Supplies from Belarusian oil refineries to the St. Petersburg International Mercantile Exchange, according to Maxim Blant, increased 26-fold over the year. This demonstrates how dependent Russia has already become on external support in certain areas. However, Belarusian refining cannot replace major Russian plants if they simultaneously reduce or halt operations. The Russian authorities are trying to contain the crisis through administrative methods. Gasoline exports have been restricted for a long time, and later a ban on aviation fuel exports was added. Until the end of July, Russia restricted exports of gasoline and partly diesel fuel, and until November 30, aviation fuel exports. These measures are intended to keep larger volumes of fuel inside the country. Separately, the Russian authorities allowed some oil refineries to produce gasoline and diesel of lower quality than the Euro-5 standard requires. Such a step may temporarily increase supply, but it does not solve the problem of damaged capacity. In addition, fuel with a higher sulphur content may wear out engines faster.

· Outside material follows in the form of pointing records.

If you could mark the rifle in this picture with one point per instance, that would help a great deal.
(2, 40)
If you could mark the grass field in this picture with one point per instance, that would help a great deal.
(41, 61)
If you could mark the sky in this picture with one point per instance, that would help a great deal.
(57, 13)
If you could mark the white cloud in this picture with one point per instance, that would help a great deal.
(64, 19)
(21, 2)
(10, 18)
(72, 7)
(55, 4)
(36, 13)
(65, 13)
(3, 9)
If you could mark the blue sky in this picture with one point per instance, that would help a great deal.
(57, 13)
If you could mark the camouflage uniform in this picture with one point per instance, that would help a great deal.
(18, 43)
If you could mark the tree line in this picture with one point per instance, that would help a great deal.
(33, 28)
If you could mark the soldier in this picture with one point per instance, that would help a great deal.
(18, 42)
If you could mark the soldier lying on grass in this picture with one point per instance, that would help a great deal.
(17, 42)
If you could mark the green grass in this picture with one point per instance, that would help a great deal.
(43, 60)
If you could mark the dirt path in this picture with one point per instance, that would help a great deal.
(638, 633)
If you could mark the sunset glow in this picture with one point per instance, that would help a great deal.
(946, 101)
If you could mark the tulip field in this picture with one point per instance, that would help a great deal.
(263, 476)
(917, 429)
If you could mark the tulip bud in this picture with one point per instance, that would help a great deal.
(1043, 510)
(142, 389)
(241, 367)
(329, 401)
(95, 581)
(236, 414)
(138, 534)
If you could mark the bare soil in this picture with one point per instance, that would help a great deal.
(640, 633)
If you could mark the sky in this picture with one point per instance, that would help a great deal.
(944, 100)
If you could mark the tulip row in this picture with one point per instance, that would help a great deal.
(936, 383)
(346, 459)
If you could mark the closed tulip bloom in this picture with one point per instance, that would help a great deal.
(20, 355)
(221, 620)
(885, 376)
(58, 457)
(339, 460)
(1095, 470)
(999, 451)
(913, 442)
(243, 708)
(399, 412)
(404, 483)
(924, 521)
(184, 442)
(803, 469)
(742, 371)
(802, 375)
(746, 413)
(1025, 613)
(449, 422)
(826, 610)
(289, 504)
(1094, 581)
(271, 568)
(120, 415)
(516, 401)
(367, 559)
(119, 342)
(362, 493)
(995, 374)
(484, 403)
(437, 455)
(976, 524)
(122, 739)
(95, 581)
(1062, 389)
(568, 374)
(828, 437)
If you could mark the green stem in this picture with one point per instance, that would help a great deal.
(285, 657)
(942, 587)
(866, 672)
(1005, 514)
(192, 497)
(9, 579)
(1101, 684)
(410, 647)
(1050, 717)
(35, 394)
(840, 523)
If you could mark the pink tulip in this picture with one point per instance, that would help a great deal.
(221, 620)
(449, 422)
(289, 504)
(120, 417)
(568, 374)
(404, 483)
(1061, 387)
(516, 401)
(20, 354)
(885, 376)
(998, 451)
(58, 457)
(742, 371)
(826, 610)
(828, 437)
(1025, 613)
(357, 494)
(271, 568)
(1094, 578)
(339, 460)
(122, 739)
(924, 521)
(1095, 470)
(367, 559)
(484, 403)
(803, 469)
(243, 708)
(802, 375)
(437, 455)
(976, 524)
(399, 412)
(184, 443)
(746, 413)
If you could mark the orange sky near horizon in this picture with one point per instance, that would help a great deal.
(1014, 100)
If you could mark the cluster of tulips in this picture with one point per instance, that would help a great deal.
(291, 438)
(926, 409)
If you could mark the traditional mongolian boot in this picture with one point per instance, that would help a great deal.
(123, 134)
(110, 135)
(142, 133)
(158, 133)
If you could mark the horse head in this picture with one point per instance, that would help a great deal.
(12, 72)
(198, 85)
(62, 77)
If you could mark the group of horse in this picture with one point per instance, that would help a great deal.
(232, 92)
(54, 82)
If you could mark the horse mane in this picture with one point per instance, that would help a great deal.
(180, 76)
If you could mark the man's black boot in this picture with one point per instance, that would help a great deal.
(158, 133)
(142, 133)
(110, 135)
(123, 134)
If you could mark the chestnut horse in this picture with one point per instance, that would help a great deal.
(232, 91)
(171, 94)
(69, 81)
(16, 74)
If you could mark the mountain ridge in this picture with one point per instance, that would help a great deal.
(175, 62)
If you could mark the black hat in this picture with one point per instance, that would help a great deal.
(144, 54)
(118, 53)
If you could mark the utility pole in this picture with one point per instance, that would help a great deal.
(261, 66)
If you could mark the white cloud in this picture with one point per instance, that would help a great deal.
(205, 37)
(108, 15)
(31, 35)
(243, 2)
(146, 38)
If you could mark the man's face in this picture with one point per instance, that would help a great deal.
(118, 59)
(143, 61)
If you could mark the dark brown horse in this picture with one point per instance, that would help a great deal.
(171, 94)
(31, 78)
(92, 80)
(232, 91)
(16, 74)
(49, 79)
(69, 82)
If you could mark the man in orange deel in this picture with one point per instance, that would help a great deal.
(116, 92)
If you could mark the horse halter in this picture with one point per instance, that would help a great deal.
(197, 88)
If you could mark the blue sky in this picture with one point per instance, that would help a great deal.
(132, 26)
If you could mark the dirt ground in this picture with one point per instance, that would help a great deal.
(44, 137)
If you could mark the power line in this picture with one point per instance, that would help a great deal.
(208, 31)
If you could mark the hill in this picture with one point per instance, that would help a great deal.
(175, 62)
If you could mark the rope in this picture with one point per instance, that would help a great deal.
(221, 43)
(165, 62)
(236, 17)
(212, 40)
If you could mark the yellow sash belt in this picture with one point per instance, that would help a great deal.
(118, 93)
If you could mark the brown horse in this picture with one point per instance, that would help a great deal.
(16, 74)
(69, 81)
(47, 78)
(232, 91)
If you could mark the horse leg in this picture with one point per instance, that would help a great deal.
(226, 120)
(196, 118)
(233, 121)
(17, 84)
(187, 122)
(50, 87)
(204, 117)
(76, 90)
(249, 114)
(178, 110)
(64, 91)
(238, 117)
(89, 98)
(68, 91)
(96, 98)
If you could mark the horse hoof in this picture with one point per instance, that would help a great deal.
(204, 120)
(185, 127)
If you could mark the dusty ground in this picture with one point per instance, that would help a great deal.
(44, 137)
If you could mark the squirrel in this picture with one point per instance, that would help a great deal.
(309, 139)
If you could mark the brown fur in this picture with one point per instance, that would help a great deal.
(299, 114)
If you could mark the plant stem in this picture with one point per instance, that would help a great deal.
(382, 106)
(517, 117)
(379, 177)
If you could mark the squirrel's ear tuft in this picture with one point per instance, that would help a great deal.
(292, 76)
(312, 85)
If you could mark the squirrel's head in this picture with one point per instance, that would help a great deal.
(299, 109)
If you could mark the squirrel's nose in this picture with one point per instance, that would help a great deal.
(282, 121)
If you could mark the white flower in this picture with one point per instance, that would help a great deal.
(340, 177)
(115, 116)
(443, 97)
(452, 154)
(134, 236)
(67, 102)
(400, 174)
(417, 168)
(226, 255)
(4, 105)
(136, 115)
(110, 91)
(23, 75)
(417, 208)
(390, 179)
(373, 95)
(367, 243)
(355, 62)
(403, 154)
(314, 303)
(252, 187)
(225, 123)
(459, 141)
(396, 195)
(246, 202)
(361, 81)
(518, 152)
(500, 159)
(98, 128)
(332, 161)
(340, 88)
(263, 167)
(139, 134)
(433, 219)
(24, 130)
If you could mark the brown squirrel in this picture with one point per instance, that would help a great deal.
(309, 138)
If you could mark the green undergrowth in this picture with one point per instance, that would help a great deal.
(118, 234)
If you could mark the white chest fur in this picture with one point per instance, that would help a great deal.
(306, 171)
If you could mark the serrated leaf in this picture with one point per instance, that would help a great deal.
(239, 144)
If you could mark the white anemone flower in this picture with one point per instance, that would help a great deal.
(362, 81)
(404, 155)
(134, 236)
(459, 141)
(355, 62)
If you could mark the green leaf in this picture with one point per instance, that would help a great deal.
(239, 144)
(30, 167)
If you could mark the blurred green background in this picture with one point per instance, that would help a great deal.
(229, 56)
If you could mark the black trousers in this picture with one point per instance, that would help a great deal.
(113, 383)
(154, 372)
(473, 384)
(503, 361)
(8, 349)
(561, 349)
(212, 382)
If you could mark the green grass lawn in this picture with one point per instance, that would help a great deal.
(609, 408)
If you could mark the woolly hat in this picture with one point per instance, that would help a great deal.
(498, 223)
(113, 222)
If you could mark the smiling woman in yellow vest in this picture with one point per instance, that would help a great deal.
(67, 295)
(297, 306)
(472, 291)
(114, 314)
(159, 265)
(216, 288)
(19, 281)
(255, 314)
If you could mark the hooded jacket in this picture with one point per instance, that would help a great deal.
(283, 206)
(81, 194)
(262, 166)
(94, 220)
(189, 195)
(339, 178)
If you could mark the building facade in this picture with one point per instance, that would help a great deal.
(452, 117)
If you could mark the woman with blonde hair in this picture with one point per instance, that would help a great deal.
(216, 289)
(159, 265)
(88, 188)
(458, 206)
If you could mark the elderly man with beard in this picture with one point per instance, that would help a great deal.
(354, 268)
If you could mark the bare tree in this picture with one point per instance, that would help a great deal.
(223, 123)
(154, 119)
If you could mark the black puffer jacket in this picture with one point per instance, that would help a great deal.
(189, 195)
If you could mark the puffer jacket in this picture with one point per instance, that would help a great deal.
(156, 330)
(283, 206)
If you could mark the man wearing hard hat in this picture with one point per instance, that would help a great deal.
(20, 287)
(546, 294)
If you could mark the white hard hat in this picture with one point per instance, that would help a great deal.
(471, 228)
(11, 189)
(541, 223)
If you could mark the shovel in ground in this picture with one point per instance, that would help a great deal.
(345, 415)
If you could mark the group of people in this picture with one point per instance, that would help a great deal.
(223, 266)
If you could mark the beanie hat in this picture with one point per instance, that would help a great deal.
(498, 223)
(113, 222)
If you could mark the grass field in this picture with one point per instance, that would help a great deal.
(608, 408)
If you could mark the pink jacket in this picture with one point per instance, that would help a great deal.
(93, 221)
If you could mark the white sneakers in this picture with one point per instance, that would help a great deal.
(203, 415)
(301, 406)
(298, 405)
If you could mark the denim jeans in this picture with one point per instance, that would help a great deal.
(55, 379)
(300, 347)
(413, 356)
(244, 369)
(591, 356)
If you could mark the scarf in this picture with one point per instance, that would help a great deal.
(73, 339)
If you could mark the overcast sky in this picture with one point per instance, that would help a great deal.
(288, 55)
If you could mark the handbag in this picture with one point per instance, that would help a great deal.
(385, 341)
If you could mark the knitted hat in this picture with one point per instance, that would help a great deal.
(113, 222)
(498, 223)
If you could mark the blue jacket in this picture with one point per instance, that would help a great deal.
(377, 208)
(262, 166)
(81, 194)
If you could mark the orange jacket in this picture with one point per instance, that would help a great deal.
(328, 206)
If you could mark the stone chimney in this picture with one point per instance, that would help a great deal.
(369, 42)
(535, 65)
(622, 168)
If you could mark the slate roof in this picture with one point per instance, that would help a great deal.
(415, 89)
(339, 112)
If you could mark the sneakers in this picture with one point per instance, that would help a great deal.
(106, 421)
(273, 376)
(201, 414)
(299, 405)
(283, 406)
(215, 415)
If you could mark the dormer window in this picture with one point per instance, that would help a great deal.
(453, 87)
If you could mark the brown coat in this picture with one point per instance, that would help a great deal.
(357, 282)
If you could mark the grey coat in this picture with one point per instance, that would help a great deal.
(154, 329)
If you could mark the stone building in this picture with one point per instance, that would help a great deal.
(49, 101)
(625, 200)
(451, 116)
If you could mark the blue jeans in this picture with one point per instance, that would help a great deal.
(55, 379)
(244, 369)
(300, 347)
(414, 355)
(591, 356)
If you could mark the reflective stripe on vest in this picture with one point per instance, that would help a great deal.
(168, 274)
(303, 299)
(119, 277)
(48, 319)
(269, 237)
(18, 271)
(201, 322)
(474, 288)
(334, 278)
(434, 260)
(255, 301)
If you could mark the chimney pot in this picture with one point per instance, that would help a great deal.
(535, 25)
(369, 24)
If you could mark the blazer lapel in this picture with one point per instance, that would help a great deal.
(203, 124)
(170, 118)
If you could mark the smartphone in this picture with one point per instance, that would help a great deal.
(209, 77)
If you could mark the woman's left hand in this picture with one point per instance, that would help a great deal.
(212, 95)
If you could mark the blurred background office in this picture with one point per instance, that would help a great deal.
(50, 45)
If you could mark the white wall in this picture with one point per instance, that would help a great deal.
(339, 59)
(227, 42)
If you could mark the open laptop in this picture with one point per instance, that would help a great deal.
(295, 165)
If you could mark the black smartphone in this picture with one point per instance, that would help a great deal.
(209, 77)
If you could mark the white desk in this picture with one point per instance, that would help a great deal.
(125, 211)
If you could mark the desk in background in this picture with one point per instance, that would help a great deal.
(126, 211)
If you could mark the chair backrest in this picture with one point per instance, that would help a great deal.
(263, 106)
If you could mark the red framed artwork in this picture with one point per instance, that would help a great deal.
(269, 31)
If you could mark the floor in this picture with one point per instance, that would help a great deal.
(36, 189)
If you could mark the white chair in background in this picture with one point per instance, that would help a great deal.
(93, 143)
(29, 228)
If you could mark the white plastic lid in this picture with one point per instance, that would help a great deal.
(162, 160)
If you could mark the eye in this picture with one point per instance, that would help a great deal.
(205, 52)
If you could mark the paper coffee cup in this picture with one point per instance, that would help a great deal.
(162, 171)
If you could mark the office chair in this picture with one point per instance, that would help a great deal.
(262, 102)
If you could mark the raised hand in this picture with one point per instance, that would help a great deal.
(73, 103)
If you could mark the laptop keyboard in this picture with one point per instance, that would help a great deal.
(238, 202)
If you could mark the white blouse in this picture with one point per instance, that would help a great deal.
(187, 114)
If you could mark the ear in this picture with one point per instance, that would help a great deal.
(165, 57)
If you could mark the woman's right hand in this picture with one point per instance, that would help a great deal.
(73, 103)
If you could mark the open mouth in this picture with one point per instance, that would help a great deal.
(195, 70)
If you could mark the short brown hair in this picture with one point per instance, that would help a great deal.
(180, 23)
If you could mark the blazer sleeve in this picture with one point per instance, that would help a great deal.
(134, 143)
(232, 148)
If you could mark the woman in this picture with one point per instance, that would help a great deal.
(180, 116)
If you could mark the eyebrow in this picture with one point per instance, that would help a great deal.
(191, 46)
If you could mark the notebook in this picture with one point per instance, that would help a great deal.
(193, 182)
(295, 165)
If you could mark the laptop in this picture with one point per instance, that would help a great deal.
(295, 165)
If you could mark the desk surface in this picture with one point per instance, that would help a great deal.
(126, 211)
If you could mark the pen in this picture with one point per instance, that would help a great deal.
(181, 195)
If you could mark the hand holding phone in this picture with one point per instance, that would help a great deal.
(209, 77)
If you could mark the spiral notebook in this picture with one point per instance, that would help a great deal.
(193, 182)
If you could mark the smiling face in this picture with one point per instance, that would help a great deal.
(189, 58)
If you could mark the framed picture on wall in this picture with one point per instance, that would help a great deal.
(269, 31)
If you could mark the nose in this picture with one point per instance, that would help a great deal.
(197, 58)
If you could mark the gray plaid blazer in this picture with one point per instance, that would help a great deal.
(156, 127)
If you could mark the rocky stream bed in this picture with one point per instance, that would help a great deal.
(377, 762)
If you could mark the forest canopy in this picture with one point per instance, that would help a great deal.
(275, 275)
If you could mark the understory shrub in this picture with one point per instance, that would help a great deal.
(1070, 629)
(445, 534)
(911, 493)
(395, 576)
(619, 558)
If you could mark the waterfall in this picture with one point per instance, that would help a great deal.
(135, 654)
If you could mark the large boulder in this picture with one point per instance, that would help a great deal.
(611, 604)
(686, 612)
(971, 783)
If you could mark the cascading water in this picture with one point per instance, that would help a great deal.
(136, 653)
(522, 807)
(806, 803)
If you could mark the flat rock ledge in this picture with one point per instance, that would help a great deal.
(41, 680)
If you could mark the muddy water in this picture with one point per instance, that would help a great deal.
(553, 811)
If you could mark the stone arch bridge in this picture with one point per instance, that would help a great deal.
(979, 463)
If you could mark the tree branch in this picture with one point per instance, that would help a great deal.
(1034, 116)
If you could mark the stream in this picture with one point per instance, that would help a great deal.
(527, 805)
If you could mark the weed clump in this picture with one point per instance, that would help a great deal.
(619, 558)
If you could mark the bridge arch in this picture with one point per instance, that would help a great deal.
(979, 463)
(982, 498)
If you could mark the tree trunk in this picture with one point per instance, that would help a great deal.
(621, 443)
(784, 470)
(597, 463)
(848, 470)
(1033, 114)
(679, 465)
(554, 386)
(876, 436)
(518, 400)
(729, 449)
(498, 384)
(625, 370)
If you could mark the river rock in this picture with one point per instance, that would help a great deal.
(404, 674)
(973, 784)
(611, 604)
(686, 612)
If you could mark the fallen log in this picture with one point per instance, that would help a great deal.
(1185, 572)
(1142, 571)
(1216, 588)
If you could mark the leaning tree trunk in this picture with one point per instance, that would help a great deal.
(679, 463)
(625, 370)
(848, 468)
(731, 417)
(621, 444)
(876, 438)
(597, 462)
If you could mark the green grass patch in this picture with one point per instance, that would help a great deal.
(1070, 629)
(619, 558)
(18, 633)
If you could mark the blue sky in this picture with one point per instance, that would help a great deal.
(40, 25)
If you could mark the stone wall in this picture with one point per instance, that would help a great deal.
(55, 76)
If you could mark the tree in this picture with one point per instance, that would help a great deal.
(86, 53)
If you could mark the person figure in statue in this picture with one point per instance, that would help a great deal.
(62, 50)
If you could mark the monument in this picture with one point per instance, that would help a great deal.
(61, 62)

Fuel pressure is already affecting aviation as well. At some airports, aircraft refuelling is being limited, leaving only the minimum amount necessary to operate flights. For a country with vast distances and significant dependence of regions on air connections, this may create additional difficulties for passenger and cargo transportation. The strike on the Moscow Oil Refinery also has symbolic significance. The Russian capital traditionally receives priority in the distribution of resources, so disruptions at a facility that supplies fuel to the Moscow region and major airports demonstrate the depth of the problem for Russia’s refining system. Ukrainian President Volodymyr Zelenskyy described the repeated strike on the Moscow Oil Refinery as a response to Russian attacks on Ukrainian cities and communities.
“This is a completely fair response to Russian strikes on our cities and communities, and another important result of the work of our warriors against facilities that support the Russian war machine.”
The consequences of strikes on oil refineries are measured not only by the number of damaged units or shut-down plants. They are gradually changing the operation of Russia’s entire fuel system: forcing restrictions on sales at filling stations, reducing exports, seeking imports, redistributing resources among regions, and allowing the production of lower-quality fuel. For now, Russia is trying to keep the situation under control, especially in Moscow and the largest cities. However, the longer simultaneous pressure on refining, logistics, and reserves continues, the more difficult it will be to conceal the problem through administrative decisions. The most noticeable consequences may emerge not in the capital, but in the regions, where fuel is already becoming more expensive, less accessible, and critically important for agriculture, transport, and daily life.